Dans la guerre contre l’organisation Etat islamique, les forces antiterroristes d’Irak sont en première ligne et mènent une lutte acharnée pour reprendre Mossoul. Un combat inégal, leur ennemi n’aspirant qu’à périr en martyr.

La nuit est tombée sur Mossoul. Dans la villa cossue qu’ils ont réquisitionnée dans le quartier El-Zouhour, dans l’est de la métropole du nord de l’Irak, les hommes du deuxième bataillon de la première division des forces antiterroristes (ISOF-1) trompent l’ennui. La journée d’offensive contre les combattants de l’organisation Etat islamique (EI) a été longue et la progression lente sous le crachin hivernal, mais le sommeil ne vient pas.
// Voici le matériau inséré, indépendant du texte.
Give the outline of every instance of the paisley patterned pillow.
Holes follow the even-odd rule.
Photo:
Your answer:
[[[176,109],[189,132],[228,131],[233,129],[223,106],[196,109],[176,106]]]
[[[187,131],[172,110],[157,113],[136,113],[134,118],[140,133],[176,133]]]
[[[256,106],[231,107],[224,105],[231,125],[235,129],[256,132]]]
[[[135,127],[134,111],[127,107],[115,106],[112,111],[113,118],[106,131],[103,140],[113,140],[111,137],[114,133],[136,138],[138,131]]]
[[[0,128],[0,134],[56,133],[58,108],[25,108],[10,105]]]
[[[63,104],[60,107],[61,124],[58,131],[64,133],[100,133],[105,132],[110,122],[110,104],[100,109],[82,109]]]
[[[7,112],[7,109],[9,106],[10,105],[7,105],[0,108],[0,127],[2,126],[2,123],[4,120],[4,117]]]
Allongés sur des matelas de mousse et de grosses couvertures à fleurs, les soldats passent en revue les dernières photos et les messages postés sur Facebook.

 

Le sous-officier Raad Ibrahim a le vague à l’âme. Devant la caméra de son smartphone ouverte sur une conversation vidéo, le soldat de 33 ans parle à peine, puis s’allume une cigarette. Fumer lui donne des vertiges depuis qu’il a été blessé à la tête par un engin explosif improvisé à Ramadi, la capitale de la province de l’Anbar, fin 2014, mais l’envie est trop forte.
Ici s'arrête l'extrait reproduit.